If you are a home health agency and have a patient lets say dates of service 6/8/22 – 6/16/22 with ROC on 6/10/22, and 6/16/22 discharge. Keeps denying for U537I

Jacalyn Fort
Jacalyn Fort
May 2022 6:06 pm

If a patient is admitted to the hospital directly by an intensivist and is not seen by a hospitalist until the following day or several days later, would the hospitalist bill for an initial hospital visit 99221-99223 or a subsequent hospital visit 99231-99233? Both providers are employed by the same company but have different taxonomy codes.

ENCARNACION FRANCO
ENCARNACION FRANCO
November 2021 11:40 am

If a patient is admitted to an LTCH facility on 10/21/21 and discharged on the same day to another acute care hospital for higher level of care needs, what condition codes and value codes are needed in order to bill Medicare? Do we bill as covered or non-covered?

Cheri
Cheri
June 2020 12:07 pm

Our hospital has a Behavioral Health Unit. If a patient on the medical floor is transferred to Behavioral Health, does the provider bill a discharge, and an admit the next day for his services (he is the provider in both units)? Or is it just visit charges for all days?

Antonio Guzman
Antonio Guzman
January 2020 8:27 pm

A patient managed by critical care is transferred out of ICU to the medicine ward. The critical care team and medicine team are not in same medical group. How does the medicine team bill this visit? If the critical care team continues to see the patient on the medicine ward, do we convert them to a consult?

Today's Hospitalist
Admin
January 2020 9:05 am
Reply to  Antonio Guzman

We will forward this question on to our coding expert. Thank you.

Lisa
Lisa
December 2019 11:01 am

If our hospital has an inpatient rehab unit and my physicians (Intensivists/pulmonologists) have been consulted for trach follow up, what would we bill? Outpatient? Inpatient? Can we bill on consecutive days or just every other day even even though we are seeing the patient every day?

Sue Lewis
Sue Lewis
December 2019 8:43 am
Reply to  Lisa

If the patient is in an inpatient rehab unit, the services billed would have to be inpatient subsequent hospital care E/M codes (99231 – 99233). As far as billing on consecutive days vs. every other day, services should be billed based on medical necessity.
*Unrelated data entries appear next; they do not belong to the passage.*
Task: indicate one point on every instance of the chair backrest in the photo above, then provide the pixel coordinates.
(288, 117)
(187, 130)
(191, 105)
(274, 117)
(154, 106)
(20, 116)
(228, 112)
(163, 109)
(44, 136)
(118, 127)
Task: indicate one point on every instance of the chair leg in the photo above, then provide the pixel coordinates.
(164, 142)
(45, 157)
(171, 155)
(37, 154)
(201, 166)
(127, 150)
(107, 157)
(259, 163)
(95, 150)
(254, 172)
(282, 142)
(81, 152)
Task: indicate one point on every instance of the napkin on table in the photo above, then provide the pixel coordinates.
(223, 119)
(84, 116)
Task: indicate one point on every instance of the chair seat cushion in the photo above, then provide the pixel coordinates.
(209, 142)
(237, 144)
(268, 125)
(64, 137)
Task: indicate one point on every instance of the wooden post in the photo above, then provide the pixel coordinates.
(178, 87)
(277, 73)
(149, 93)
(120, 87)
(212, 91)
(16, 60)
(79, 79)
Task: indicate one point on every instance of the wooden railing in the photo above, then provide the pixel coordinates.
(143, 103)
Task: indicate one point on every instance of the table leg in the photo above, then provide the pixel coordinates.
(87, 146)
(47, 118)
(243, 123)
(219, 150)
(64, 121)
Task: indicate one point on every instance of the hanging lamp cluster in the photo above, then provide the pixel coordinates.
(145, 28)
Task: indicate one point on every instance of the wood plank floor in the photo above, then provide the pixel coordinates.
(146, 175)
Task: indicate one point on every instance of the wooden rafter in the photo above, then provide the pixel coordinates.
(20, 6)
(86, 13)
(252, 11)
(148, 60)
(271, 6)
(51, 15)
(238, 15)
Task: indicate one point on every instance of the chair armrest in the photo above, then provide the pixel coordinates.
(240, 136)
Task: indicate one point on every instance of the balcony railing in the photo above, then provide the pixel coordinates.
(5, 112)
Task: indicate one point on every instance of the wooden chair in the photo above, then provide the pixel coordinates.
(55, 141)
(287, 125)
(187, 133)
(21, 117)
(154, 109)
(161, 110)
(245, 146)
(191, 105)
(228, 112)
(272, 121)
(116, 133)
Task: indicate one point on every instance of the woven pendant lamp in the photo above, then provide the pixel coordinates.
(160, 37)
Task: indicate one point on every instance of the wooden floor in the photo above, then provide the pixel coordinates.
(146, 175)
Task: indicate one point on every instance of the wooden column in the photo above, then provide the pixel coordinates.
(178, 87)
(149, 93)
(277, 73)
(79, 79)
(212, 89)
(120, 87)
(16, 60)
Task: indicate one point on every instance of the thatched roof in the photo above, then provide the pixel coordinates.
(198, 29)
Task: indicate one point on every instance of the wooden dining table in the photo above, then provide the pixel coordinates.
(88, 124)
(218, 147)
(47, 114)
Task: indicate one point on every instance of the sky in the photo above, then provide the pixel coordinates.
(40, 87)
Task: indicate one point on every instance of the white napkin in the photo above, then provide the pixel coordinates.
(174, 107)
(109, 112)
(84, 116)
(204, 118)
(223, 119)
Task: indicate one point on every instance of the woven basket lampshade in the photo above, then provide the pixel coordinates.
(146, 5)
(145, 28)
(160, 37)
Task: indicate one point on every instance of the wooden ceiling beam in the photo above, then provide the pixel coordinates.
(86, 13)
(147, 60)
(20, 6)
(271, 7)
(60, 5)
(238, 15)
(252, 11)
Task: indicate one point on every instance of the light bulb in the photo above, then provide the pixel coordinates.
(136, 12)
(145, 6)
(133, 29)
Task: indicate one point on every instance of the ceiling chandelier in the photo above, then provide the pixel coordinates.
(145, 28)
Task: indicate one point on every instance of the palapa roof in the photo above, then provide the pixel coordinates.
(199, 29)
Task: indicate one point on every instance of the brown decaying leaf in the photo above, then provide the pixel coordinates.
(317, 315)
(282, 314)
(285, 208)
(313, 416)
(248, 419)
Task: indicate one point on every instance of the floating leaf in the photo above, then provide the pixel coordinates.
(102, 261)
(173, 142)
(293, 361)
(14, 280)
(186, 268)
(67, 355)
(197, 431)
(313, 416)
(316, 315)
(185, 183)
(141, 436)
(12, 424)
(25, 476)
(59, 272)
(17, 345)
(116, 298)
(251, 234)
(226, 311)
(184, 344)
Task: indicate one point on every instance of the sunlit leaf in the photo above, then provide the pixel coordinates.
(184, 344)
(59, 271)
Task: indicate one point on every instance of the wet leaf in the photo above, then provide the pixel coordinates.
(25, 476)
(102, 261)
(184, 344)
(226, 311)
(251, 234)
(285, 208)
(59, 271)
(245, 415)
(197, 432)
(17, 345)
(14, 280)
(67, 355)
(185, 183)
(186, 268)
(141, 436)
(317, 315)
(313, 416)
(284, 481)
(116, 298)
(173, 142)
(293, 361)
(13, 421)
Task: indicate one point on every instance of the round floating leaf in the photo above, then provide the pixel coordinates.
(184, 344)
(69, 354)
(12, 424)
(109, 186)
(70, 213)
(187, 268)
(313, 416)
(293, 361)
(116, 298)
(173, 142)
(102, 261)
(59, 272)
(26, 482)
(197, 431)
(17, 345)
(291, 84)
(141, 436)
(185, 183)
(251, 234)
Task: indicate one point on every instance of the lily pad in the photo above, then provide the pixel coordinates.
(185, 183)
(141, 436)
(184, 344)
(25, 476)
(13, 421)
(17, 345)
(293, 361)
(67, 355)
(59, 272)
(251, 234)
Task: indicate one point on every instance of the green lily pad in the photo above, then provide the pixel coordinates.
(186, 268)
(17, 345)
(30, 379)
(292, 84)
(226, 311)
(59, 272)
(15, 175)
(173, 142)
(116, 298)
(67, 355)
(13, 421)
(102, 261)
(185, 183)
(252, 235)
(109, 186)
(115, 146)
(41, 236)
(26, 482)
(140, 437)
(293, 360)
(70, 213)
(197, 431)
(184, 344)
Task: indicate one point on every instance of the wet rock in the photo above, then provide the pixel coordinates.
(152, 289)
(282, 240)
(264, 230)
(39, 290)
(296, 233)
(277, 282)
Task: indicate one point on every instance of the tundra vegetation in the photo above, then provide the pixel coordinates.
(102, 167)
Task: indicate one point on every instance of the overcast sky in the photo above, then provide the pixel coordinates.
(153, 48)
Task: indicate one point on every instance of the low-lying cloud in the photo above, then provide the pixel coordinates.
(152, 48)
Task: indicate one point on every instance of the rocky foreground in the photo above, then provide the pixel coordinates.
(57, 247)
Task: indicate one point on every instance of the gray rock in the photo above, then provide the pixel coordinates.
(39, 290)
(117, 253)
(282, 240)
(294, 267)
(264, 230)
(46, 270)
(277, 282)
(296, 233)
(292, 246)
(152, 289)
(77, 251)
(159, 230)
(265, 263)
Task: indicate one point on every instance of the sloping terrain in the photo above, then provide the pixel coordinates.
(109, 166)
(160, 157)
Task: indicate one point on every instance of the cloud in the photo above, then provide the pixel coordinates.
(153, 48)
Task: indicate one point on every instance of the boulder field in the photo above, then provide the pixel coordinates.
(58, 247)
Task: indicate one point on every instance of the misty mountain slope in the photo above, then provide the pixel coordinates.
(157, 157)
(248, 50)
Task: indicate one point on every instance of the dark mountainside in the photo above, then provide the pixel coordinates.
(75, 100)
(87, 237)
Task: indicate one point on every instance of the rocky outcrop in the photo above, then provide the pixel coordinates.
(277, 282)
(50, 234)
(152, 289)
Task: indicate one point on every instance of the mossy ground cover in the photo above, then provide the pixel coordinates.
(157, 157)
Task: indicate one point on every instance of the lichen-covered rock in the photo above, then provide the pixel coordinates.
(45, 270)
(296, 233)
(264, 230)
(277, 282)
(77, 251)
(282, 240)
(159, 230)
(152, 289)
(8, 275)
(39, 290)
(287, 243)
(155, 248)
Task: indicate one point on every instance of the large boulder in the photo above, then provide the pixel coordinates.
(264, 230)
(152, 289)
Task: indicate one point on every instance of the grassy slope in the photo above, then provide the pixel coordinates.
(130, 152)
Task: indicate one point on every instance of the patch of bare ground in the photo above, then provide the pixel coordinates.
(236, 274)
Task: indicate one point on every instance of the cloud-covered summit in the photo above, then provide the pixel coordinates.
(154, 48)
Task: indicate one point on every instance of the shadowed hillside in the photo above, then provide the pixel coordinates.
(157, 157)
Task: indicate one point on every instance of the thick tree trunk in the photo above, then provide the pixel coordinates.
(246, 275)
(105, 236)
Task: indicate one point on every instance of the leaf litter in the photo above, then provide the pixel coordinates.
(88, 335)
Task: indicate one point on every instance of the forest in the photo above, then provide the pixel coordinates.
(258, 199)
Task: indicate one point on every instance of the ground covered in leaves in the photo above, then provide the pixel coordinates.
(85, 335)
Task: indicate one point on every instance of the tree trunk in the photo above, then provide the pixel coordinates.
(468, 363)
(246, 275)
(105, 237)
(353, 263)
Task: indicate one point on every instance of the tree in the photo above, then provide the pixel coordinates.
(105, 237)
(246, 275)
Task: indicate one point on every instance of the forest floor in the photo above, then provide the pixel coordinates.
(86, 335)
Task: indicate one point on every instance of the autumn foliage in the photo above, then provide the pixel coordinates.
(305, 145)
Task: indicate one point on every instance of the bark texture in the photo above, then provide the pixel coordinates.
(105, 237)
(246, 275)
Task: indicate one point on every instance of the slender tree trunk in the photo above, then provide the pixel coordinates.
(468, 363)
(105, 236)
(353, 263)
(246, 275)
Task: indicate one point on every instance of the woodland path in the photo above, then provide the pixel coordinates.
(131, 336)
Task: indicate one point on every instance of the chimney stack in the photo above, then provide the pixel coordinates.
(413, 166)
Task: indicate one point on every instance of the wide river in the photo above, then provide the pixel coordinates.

The physicians can certainly see the patient each day but should bill for services provided only when they are medically necessary. That is their decision to make. You also refer to your physicians being “consulted,” but based on your other questions, I believe that they have been asked to manage the trach care, not evaluate the… Read more »

MaryEllen Baran
MaryEllen Baran
March 2019 6:59 pm

Can anyone tell me if there is a guideline for an Inpatient claim concluding on 4/11/18 the same dates as the SNF claim starting. Would the SNF facility not be able to bill the admission date?

Abbey
Abbey
March 2019 3:09 pm

I have a question regarding “ICU to the wards”. What if the patient was admitted directly to the ICU by a provider with a “critical care” specialty/taxonomy, and now the patient is being transferred to the floor and is being seen by a Hospitalist (i.e. internal medicine) for the first time. Same group, but not same specialty. Would the Hospitalist bill an initial or subsequent visit? Thank you!